Point being, I do okay; the Stanford budget of $65K/yr[1] would be super easy
if I could work a half-time job/half-time school; or something of that nature,
and comparing to getting accepted by Stanford[2], paying for it should be
trivial. I've talked employers into letting me work part-time before.

I guess that what I'm saying is that for a nerd, the real cost here is not
what you pay for college, it's the time off work. Now, maybe it is worth it
and maybe it is not,[3] but even when I was 18 (in 1998) I was making close to
$50K/yr.[4] Considering how everything has gone, I bet that was rather more
than Stanford charged at the time.

I mean, sure, I see that it's a problem that people pay that much for a degree
that doesn't convey a lot of privilege, but if my impression of how much
privilege is implied by a degree from a top school is correct, two or three
hundred grand for such a degree is downright cheap. We're talking like two
Teslas, and as far as I can tell, it doesn't depreciate like a car does,
unless the school falls in reputation later on.

I don't want to make light of the problems people who work in lower-paying
fields have, and personally, I think it sounds absolutely crazy that you ask
people who are all but children to decide if they want to take out loans
without the fallback of bankruptcy, and I personally don't have a problem to
some extent subsidizing people who want "education for education's sake"
-people who want to get educated and then work in a poorly remunerated field,
but I'm just saying that as far as I can tell, at least for us nerds, if a
school can do what is says it can do[5] and you aren't capable of doing that
by yourself, at today's prices, it's a hell of a deal.

[1][http://financialaid.stanford.edu/undergrad/budget/](http://financialaid.stanford.edu/undergrad/budget/)

[2]And qualifying for Stanford will take a lot of test prep, effort and luck
on my part.

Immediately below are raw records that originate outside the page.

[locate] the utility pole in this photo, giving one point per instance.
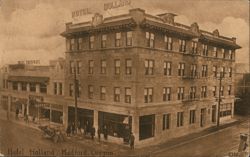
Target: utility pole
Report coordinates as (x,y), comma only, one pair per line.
(76,94)
(218,117)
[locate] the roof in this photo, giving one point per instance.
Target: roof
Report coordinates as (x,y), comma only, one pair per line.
(125,23)
(35,79)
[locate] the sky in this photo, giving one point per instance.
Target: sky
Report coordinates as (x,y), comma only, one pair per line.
(30,29)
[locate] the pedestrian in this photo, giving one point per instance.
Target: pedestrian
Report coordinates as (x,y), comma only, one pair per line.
(132,140)
(105,132)
(68,130)
(17,113)
(92,132)
(99,133)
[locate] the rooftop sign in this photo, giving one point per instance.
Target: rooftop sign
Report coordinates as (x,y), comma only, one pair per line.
(116,4)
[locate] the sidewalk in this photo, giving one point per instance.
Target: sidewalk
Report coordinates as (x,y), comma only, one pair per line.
(124,149)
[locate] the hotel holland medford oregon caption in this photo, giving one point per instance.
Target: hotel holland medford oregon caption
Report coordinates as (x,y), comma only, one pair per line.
(148,75)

Qualifying is not anywhere near a sure thing for me; and that's
the first step. If I can't get into a top-20 type school... I'm probably not
gonna bother. My impression is that the benefits drop off pretty sharply.

[3]My impression is that if I want to continue on as an individual
contributor, a degree, even a Stanford degree isn't gonna get me all that
much. I already can get pretty good individual contributor gigs. But, if I
ever want to switch fields or advance into management, a degree from a top
college would be extremely valuable.

[4]I haven't yet gone over all the tax details here; all numbers are pre-tax.
I do have an accountant, though; _if_ I manage to qualify, I will spend the
money to learn what the tax status of educational expenses are in my case.
Obviously, if you have to pay for college out of post-tax dollars, that makes
a huge difference (and makes the "work half time/school half time" bit
essential, because you earn less and pay less in taxes)

[5]The theory is that a school can take a normal person and teach them how to
do my job. Maybe this is true, maybe it's not, but _If_ you accept that as
true, then even top schools are not expensive.